In terms of career evaluation, I made a rash decision to skip the big-reputation directors this year. I tracked the baby auteurs instead – like Jim McKay, whose fourth feature, Angel, continues his anticommercial focus on urban poverty and wasted lives. This time, alongside newcomers and nonprofessionals, he cast Rachel Griffiths (yup, Six Feet Under's Brenda) as a social worker trying to save young Angel. I am forced to steal ex-Examiner critic Wesley Morris's staircase wit: "It's the Dardenne brothers without subtitles."

That brings me to the theme of the year. Oh no, not sex again! Yup, sex. But this time around, it's the perils of sexuality in unforgiving times that got me thinking. Brokeback Mountain, Ang Lee's much-anticipated saga of cowboy love, is every bit as good as the Venice jury (which gave it the Golden Lion) claimed. We all filed weeping out of the press screening, praising Ledger and Gyllenhaal between our tears. The points Lee makes about the toll taken on those whose love is outlawed, though, run differently through another pair of period films. Mary Harron's The Notorious Bettie Page makes sense of the 1950s pinup girl by seeing her innocent embrace of sexual play as decades ahead of its time, while Gretchen Mol's terrifically joyous performance helps explain why Bettie's image is so popular. Even Atom Egoyan's conventional (for him) period drama, Where The Truth Lies, about a sex-and-murder scandal involving a Martin-and-Lewis-esque comedy team, communicates the hideous moralism of the time. Pleasure and Danger was the title of a landmark anthology on sexuality two decades ago, but it seems its message is relevant again.

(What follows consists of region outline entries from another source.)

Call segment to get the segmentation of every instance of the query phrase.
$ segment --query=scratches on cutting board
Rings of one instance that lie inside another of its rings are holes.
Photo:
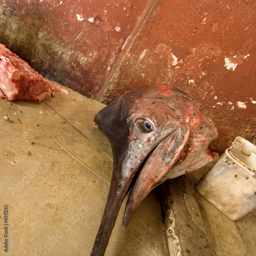
[[[91,172],[92,172],[92,173],[93,173],[94,174],[95,174],[96,175],[97,175],[98,177],[99,177],[99,178],[100,178],[101,179],[102,179],[103,180],[104,180],[104,181],[105,181],[108,184],[110,184],[110,183],[108,181],[106,181],[106,180],[105,180],[105,179],[104,179],[103,178],[102,178],[102,177],[101,177],[100,175],[99,175],[98,174],[97,174],[96,173],[95,173],[95,172],[94,172],[93,170],[92,170],[92,169],[91,169],[91,168],[90,168],[89,166],[88,166],[87,165],[86,165],[84,163],[83,163],[83,162],[81,162],[81,161],[80,161],[78,159],[77,159],[76,157],[75,157],[71,152],[70,152],[68,150],[67,150],[62,145],[61,145],[58,141],[57,141],[56,139],[51,134],[51,133],[48,131],[48,130],[44,126],[44,125],[39,121],[39,120],[31,113],[31,111],[30,111],[30,110],[26,106],[25,106],[24,105],[23,105],[21,102],[19,102],[19,104],[20,104],[21,105],[22,105],[27,111],[28,113],[29,113],[29,114],[36,120],[37,122],[38,122],[38,123],[41,125],[41,126],[45,130],[45,131],[47,133],[47,134],[48,134],[48,135],[52,138],[52,139],[59,146],[60,146],[67,153],[68,153],[69,155],[70,155],[71,156],[72,156],[73,158],[74,158],[76,161],[77,161],[78,162],[79,162],[80,164],[81,164],[82,165],[83,165],[84,167],[86,167],[87,169],[88,169],[89,170],[90,170]],[[55,110],[54,110],[55,111]],[[57,112],[56,112],[57,113]],[[65,119],[65,118],[64,118]],[[65,119],[66,120],[66,119]],[[67,121],[68,122],[68,121]],[[69,122],[69,123],[70,123]],[[71,125],[72,125],[73,127],[74,127],[72,124],[70,124]],[[76,129],[75,127],[75,129]],[[80,133],[80,131],[79,131],[78,130],[77,130],[78,132],[79,132]],[[83,135],[82,134],[82,135]],[[85,137],[85,136],[84,136]],[[93,143],[94,144],[94,143]],[[101,151],[102,150],[100,150]],[[106,155],[107,155],[105,153],[104,153]]]
[[[44,101],[47,105],[48,105],[50,108],[51,108],[53,111],[54,111],[55,112],[56,112],[58,115],[59,115],[62,118],[63,118],[65,121],[69,123],[76,131],[77,131],[78,133],[79,133],[81,135],[82,135],[87,140],[88,140],[89,141],[90,141],[92,144],[93,144],[94,146],[95,146],[98,150],[99,150],[103,154],[104,154],[105,156],[106,156],[110,159],[113,161],[113,159],[111,157],[110,157],[106,153],[105,153],[101,148],[99,147],[99,146],[95,144],[93,141],[92,141],[91,140],[90,140],[86,136],[80,131],[79,131],[77,128],[74,126],[71,123],[69,122],[68,120],[67,120],[60,113],[58,112],[53,107],[52,107],[50,104],[47,103],[45,100],[43,100],[42,101]]]

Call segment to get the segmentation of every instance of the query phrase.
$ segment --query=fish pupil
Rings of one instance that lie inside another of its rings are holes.
[[[152,124],[147,120],[145,120],[143,122],[144,126],[147,132],[152,132],[153,130]]]

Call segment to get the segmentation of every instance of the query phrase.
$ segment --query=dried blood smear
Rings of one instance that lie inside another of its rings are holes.
[[[66,90],[52,84],[28,62],[0,44],[0,98],[41,101],[54,95],[54,91],[68,94]]]

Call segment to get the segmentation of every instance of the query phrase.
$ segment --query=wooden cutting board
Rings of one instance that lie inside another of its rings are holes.
[[[106,201],[112,155],[93,121],[104,105],[67,90],[68,95],[56,92],[40,103],[0,99],[1,254],[7,234],[9,255],[90,255]],[[105,255],[168,255],[156,192],[125,231],[124,206]]]

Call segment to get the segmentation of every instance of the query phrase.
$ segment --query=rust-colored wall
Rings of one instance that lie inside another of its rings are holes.
[[[43,76],[93,98],[150,3],[3,0],[0,43]]]
[[[255,1],[5,0],[0,42],[45,76],[109,103],[148,83],[180,87],[212,118],[222,152],[256,144]]]

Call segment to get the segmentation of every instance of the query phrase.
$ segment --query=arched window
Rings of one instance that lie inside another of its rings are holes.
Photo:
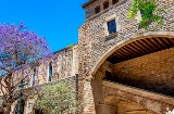
[[[95,8],[95,13],[97,14],[99,12],[100,12],[100,7],[98,5],[98,7]]]
[[[110,22],[108,22],[108,30],[109,30],[109,35],[116,33],[116,22],[115,20],[112,20]]]
[[[49,63],[49,78],[48,81],[52,80],[52,62]]]

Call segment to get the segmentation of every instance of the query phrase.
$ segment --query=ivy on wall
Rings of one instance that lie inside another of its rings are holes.
[[[157,5],[158,0],[133,0],[133,5],[128,13],[128,17],[135,18],[137,12],[141,13],[140,27],[148,28],[149,24],[156,22],[158,25],[163,24],[163,17],[160,15],[164,12],[162,8]]]

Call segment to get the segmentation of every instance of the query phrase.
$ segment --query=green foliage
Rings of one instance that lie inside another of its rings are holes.
[[[76,92],[66,83],[45,85],[39,94],[36,109],[46,114],[74,114],[80,107]]]
[[[160,13],[164,12],[164,10],[157,7],[157,1],[158,0],[133,0],[128,17],[135,18],[137,12],[141,11],[140,27],[148,28],[152,22],[162,25],[163,17],[160,16]]]

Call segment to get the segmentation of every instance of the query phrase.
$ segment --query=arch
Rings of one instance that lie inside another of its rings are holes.
[[[125,98],[120,98],[115,96],[108,96],[104,98],[104,102],[107,104],[115,105],[116,107],[116,114],[122,114],[123,113],[123,106],[124,106],[124,113],[128,112],[138,112],[138,113],[144,113],[144,114],[158,114],[159,112],[153,110],[152,107],[147,107],[146,105],[135,102],[130,99],[125,99]],[[120,107],[122,112],[120,112]]]
[[[129,39],[122,40],[117,42],[115,46],[110,48],[94,65],[91,69],[91,75],[94,76],[97,72],[97,69],[101,66],[101,64],[109,58],[114,51],[117,49],[122,48],[125,45],[128,45],[133,41],[139,40],[139,39],[145,39],[147,37],[166,37],[166,38],[174,38],[174,31],[148,31],[142,35],[135,35],[134,37]]]

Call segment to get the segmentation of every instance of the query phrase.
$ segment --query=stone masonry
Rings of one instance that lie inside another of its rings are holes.
[[[139,28],[139,20],[140,15],[137,14],[136,20],[130,20],[127,17],[129,8],[132,5],[132,0],[120,0],[117,3],[112,4],[112,0],[109,0],[109,8],[103,9],[103,2],[105,0],[89,0],[87,3],[83,5],[85,12],[86,12],[86,21],[85,23],[79,27],[78,29],[78,75],[79,75],[79,90],[80,93],[84,96],[83,101],[85,102],[85,109],[84,114],[163,114],[164,109],[160,110],[151,110],[150,112],[144,112],[138,113],[136,111],[134,112],[124,112],[124,113],[116,113],[116,109],[120,107],[119,104],[108,104],[104,101],[103,96],[103,85],[102,85],[102,77],[104,74],[101,73],[101,68],[103,64],[110,64],[107,62],[107,58],[111,55],[116,49],[121,48],[122,46],[132,42],[133,40],[138,40],[142,38],[148,37],[163,37],[166,38],[174,38],[174,2],[170,0],[159,0],[158,5],[164,7],[165,13],[162,13],[161,15],[164,17],[164,23],[162,26],[158,26],[157,24],[152,23],[150,24],[150,27],[148,29]],[[95,13],[95,9],[97,7],[100,7],[100,12]],[[116,33],[113,35],[109,35],[108,33],[108,26],[107,23],[111,20],[115,20],[116,22]],[[166,50],[167,51],[167,50]],[[164,52],[161,51],[160,55]],[[156,55],[150,61],[152,63],[148,63],[147,60],[151,55],[142,56],[140,59],[126,61],[119,64],[111,64],[110,67],[108,67],[108,71],[112,71],[114,74],[117,74],[117,68],[125,66],[129,68],[128,73],[134,74],[134,71],[136,73],[139,72],[140,74],[144,72],[147,72],[142,79],[147,79],[146,85],[150,85],[148,83],[152,81],[153,79],[157,85],[163,84],[169,85],[167,87],[173,87],[173,50],[171,49],[171,52],[167,53],[167,61],[164,58],[160,58]],[[164,54],[163,54],[164,55]],[[162,60],[160,60],[162,59]],[[163,60],[164,59],[164,60]],[[145,63],[139,63],[139,61],[142,61]],[[130,63],[129,63],[130,62]],[[159,62],[159,63],[158,63]],[[136,64],[134,64],[136,63]],[[152,67],[153,63],[161,64],[161,66]],[[127,65],[128,64],[128,65]],[[133,64],[133,67],[132,67]],[[144,69],[144,72],[140,71],[140,65],[148,65],[148,69]],[[163,65],[164,64],[164,65]],[[169,65],[170,64],[170,65]],[[135,66],[134,66],[135,65]],[[151,67],[150,67],[151,65]],[[165,67],[166,66],[166,67]],[[114,69],[111,69],[111,68]],[[138,68],[137,68],[138,67]],[[137,68],[137,69],[136,69]],[[149,76],[150,74],[156,74],[152,77],[149,78],[146,76]],[[129,75],[128,74],[128,75]],[[163,75],[162,75],[163,74]],[[126,74],[127,75],[127,74]],[[167,75],[167,76],[166,76]],[[133,80],[136,80],[138,76],[134,77],[134,75],[130,75],[133,77]],[[164,77],[166,78],[164,79]],[[158,79],[158,80],[157,80]],[[171,80],[172,79],[172,80]],[[123,79],[124,80],[124,79]],[[163,83],[162,83],[162,81]],[[138,81],[137,81],[138,83]],[[139,81],[140,83],[140,81]],[[162,84],[161,84],[162,83]],[[156,87],[156,84],[152,86]],[[138,85],[138,84],[136,84]],[[160,86],[158,86],[160,87]],[[172,89],[173,90],[173,89]],[[108,92],[111,92],[114,90],[108,89]],[[115,94],[116,96],[116,94]],[[127,94],[127,97],[129,97]],[[167,97],[164,97],[167,99]],[[145,99],[148,101],[148,98]],[[124,101],[125,104],[129,101]],[[150,103],[151,102],[151,103]],[[153,101],[149,101],[149,105],[154,106],[156,104],[152,103]],[[135,105],[141,105],[138,102]],[[134,104],[130,102],[129,104]],[[164,103],[167,106],[167,103]],[[127,104],[128,105],[128,104]],[[174,104],[172,104],[174,105]],[[150,110],[148,107],[145,107],[144,110]],[[172,107],[172,106],[171,106]],[[112,111],[111,111],[112,110]],[[108,112],[107,112],[108,111]]]

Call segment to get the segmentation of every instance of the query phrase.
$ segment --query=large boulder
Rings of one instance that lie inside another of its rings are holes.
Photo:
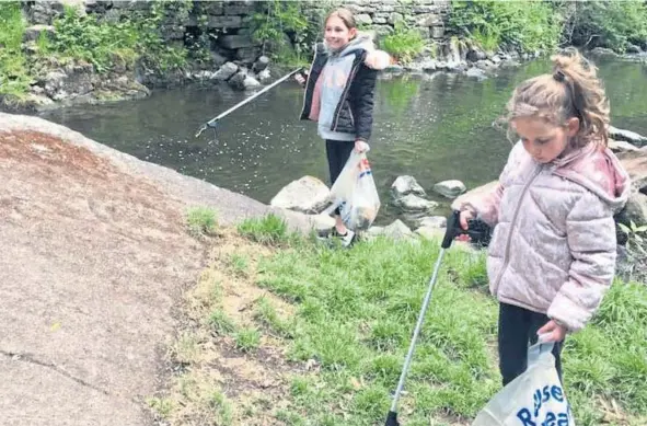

Given our government's attempt to wrench us all back to the '50s in foreign affairs, military adventures, and punitive domestic policies, it's no wonder that some of our finest filmmakers are rethinking the dangers of sexual exploration back in the eras when speaking and acting, as well as silence, equaled death. And it's no wonder that the Toronto festival turned out to be an excellent place, as usual, to reconsider dominant fantasies from the safe vantage point of a theater seat.